There are thousands of deaf-mute Singaporeans and millions across the globe. We wanted them to be able to express themselves and have a voice while being able to converse in their language: American Sign Language or ASL. If a deaf-mute person wishes to express their opinion at a public event but there is no translator, we want to give them that chance of being able to have an opinion and being able to express it.
What it does
Our hack has trained a data-set that has images corresponding to every sign of ASL, takes the user's gestures through a webcam and can test it against the train data to predict the sentence just expressed by the deaf-mute user. The user's expression is then displayed for a second user or for larger audience to view.
How I built it
We used tensor-flow-keras for the image processing to predict the categories of the user's gestures.
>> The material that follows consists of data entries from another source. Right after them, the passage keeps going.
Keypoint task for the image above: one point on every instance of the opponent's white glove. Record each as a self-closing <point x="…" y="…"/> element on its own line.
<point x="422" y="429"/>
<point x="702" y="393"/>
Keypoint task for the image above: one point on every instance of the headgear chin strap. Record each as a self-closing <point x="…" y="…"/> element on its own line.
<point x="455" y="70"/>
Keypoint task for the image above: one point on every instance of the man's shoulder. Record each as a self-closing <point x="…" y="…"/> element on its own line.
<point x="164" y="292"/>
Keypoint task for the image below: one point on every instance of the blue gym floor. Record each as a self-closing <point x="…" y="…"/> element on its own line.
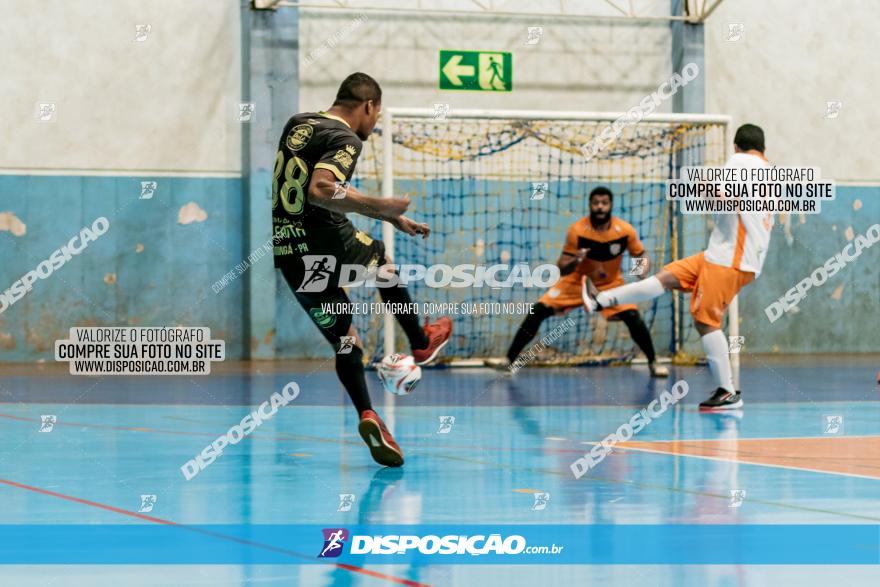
<point x="117" y="438"/>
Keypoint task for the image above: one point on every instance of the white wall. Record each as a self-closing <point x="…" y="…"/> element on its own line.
<point x="793" y="57"/>
<point x="168" y="103"/>
<point x="578" y="65"/>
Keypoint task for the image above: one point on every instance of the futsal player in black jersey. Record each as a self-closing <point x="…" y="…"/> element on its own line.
<point x="313" y="238"/>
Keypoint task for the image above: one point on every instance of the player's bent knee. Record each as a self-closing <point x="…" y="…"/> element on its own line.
<point x="668" y="280"/>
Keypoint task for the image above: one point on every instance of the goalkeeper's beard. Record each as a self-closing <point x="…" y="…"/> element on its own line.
<point x="597" y="221"/>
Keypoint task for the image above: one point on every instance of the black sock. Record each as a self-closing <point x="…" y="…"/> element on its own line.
<point x="350" y="370"/>
<point x="639" y="332"/>
<point x="528" y="330"/>
<point x="409" y="321"/>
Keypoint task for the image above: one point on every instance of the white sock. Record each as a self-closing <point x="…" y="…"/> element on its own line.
<point x="631" y="293"/>
<point x="716" y="346"/>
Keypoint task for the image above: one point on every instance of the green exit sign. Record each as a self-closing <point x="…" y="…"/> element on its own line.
<point x="481" y="71"/>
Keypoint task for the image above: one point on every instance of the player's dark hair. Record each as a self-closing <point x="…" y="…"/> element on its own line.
<point x="357" y="89"/>
<point x="749" y="137"/>
<point x="602" y="191"/>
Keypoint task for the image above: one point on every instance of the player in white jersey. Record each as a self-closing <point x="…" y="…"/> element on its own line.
<point x="733" y="259"/>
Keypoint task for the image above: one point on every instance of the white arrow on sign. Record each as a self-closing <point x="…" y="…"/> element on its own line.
<point x="452" y="70"/>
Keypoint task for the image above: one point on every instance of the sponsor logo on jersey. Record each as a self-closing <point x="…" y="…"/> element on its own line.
<point x="322" y="319"/>
<point x="343" y="158"/>
<point x="299" y="137"/>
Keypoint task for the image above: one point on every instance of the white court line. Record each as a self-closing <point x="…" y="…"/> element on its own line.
<point x="738" y="462"/>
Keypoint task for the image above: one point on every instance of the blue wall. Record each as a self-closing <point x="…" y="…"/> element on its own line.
<point x="170" y="281"/>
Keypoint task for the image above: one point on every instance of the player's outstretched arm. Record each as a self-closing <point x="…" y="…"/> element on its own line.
<point x="323" y="192"/>
<point x="567" y="262"/>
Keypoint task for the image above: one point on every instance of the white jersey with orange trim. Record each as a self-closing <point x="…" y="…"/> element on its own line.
<point x="741" y="240"/>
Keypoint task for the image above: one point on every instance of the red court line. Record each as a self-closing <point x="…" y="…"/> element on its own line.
<point x="156" y="520"/>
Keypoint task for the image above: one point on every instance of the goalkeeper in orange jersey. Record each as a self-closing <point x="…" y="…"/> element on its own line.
<point x="593" y="250"/>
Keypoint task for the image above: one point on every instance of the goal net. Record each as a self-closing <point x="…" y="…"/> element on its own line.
<point x="503" y="187"/>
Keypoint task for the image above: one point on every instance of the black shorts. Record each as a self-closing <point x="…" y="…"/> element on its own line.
<point x="314" y="277"/>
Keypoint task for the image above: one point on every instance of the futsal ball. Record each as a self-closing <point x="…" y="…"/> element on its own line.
<point x="399" y="374"/>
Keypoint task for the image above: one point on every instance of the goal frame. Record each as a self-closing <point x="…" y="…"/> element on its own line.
<point x="387" y="121"/>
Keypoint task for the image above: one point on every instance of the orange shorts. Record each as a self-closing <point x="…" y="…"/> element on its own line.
<point x="712" y="286"/>
<point x="566" y="294"/>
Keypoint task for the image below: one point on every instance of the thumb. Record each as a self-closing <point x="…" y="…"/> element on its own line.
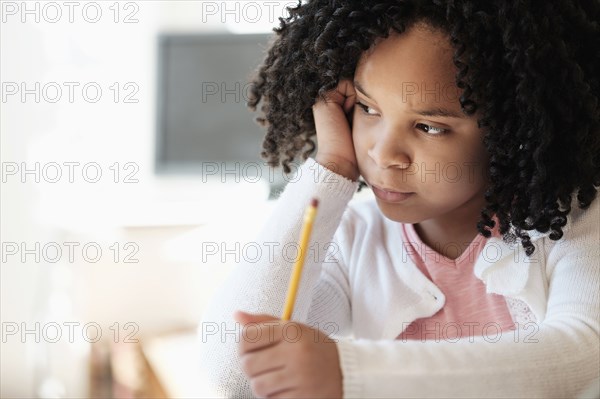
<point x="245" y="318"/>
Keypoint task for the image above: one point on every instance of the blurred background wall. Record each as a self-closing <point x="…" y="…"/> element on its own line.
<point x="96" y="245"/>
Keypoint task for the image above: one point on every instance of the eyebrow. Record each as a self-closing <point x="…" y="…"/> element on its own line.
<point x="439" y="112"/>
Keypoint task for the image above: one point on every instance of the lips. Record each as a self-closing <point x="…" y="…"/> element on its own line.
<point x="389" y="195"/>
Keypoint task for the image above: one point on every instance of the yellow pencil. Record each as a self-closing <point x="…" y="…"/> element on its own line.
<point x="309" y="217"/>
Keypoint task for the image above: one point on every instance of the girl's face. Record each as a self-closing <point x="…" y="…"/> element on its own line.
<point x="410" y="135"/>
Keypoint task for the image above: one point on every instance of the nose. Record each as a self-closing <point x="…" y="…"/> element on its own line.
<point x="389" y="150"/>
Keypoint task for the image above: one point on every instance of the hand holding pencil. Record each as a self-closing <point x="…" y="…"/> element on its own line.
<point x="279" y="356"/>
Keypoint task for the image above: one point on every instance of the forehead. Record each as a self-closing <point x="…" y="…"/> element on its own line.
<point x="419" y="58"/>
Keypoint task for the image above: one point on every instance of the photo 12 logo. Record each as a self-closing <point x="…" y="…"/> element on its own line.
<point x="69" y="92"/>
<point x="53" y="12"/>
<point x="53" y="332"/>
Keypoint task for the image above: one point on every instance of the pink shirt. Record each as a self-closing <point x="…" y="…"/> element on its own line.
<point x="468" y="310"/>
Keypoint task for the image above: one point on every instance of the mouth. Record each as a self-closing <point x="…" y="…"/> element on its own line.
<point x="389" y="195"/>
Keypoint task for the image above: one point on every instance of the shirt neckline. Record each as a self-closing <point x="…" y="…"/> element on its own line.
<point x="468" y="256"/>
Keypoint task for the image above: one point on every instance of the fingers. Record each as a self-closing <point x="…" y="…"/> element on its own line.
<point x="271" y="384"/>
<point x="256" y="336"/>
<point x="257" y="363"/>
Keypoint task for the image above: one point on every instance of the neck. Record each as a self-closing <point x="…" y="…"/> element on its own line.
<point x="451" y="234"/>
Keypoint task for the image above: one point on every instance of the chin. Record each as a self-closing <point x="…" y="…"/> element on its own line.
<point x="395" y="213"/>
We used opencv and python to access the webcam and html and flask to combine these components and display the final predicted sentence to the users.
Challenges I ran into
We had to choose a training model that gave us the highest possible accuracy on the test data and was also able to predict majority of the signs into their categories. Since there are not many data-sets having information on ASL and also had images of suitable features(like background and image quality), we had to go with the best possible data-sets among those available. We found it extremely difficult to get the same quality of prediction when using the pictures taken by the webcam since 1)due to the resizing of the images we lost a of the valuable data and 2)there was also a lot of noise from the background that caused the image to be predicted different from the correct category. We needed a secure host to be able to use the webcam so the local host opened by the html did not allow us access the webcam but in order to get our idea working we had to work around it. Since we are unfamiliar with flask, it took us a while to combine the three components together via flask.
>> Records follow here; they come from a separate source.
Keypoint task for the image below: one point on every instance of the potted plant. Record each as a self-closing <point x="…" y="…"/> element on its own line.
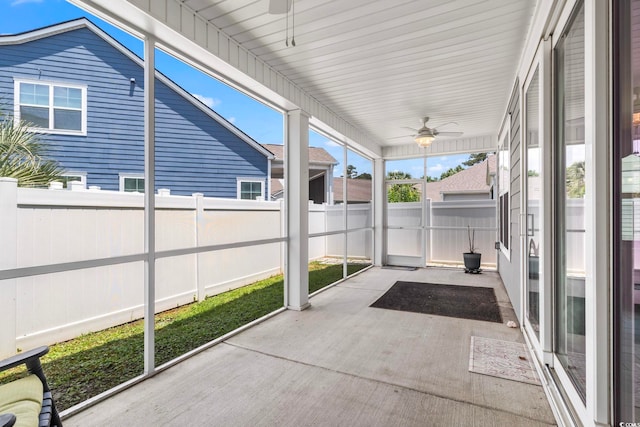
<point x="471" y="258"/>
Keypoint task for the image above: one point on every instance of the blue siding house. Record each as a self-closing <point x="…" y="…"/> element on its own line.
<point x="84" y="90"/>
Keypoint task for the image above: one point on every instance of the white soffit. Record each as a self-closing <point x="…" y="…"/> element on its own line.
<point x="366" y="68"/>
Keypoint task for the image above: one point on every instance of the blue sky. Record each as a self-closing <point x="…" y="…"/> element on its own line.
<point x="257" y="120"/>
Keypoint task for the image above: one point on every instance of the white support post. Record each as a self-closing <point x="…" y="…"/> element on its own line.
<point x="379" y="197"/>
<point x="8" y="261"/>
<point x="149" y="206"/>
<point x="199" y="229"/>
<point x="597" y="208"/>
<point x="297" y="185"/>
<point x="345" y="212"/>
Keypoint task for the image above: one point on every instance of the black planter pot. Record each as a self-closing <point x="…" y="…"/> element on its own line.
<point x="472" y="261"/>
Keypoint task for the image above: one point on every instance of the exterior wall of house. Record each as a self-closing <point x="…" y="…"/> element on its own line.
<point x="509" y="268"/>
<point x="194" y="152"/>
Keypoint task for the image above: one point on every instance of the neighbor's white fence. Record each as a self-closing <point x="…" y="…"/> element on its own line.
<point x="445" y="227"/>
<point x="42" y="227"/>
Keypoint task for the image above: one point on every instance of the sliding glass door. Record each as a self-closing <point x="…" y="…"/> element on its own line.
<point x="533" y="189"/>
<point x="570" y="209"/>
<point x="626" y="149"/>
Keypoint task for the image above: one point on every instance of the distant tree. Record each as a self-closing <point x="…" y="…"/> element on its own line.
<point x="23" y="155"/>
<point x="398" y="175"/>
<point x="475" y="158"/>
<point x="575" y="180"/>
<point x="402" y="193"/>
<point x="451" y="171"/>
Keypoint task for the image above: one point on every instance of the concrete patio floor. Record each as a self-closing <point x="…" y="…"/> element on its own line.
<point x="339" y="363"/>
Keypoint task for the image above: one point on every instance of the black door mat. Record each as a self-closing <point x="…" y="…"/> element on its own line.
<point x="466" y="302"/>
<point x="399" y="267"/>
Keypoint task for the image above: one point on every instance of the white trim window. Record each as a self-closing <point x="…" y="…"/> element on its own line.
<point x="52" y="107"/>
<point x="504" y="185"/>
<point x="132" y="182"/>
<point x="250" y="189"/>
<point x="68" y="177"/>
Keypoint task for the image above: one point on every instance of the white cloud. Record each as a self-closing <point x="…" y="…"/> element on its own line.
<point x="206" y="100"/>
<point x="19" y="2"/>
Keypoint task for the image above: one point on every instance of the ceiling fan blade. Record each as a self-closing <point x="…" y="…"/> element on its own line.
<point x="449" y="133"/>
<point x="279" y="6"/>
<point x="400" y="137"/>
<point x="444" y="124"/>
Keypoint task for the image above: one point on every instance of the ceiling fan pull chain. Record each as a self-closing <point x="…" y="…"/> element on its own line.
<point x="286" y="20"/>
<point x="293" y="23"/>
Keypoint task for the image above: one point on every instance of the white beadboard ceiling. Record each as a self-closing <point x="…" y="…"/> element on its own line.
<point x="381" y="65"/>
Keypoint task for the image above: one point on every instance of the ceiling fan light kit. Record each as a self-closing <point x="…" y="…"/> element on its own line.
<point x="424" y="140"/>
<point x="425" y="135"/>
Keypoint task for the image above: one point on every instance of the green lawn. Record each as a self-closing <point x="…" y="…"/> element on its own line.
<point x="90" y="364"/>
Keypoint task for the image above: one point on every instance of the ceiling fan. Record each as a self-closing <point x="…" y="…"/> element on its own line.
<point x="425" y="135"/>
<point x="279" y="6"/>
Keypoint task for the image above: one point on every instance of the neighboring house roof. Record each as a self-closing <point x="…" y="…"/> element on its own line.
<point x="358" y="190"/>
<point x="317" y="155"/>
<point x="86" y="23"/>
<point x="474" y="179"/>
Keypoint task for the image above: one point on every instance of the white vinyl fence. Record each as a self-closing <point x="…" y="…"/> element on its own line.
<point x="75" y="231"/>
<point x="445" y="230"/>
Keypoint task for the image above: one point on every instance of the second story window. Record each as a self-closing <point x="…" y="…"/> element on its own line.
<point x="132" y="183"/>
<point x="54" y="107"/>
<point x="250" y="189"/>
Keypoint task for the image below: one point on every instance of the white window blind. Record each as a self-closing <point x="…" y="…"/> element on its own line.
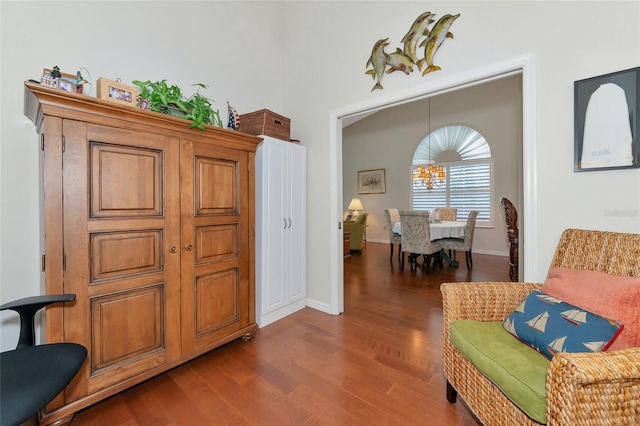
<point x="468" y="186"/>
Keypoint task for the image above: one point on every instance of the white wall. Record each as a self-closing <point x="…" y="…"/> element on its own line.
<point x="389" y="138"/>
<point x="305" y="60"/>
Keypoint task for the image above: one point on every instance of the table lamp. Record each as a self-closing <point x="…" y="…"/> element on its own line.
<point x="355" y="205"/>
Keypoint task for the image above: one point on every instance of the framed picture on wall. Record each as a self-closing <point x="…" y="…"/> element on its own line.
<point x="606" y="117"/>
<point x="371" y="182"/>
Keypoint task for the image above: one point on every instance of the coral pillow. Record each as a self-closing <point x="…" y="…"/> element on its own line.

Accomplishments that I'm proud of
What I learned
We learnt about image processing and making predictions using machine learning on dynamically obtained image files. It also gave us a chance to explore opencv, html and flask.
What's next for ASLAssist
We want to use a much larger data-set (which can recognize the user's gestures against any random background) for training so that we can predict the user's gestures with a higher accuracy. We also want be able to create a two way software that allows two people to converse such that- the user can use ASL to express themselves that is then converted in text to the other user (other person in the conversation) and their reply is converted back to ASL for the deaf-mute person to understand too.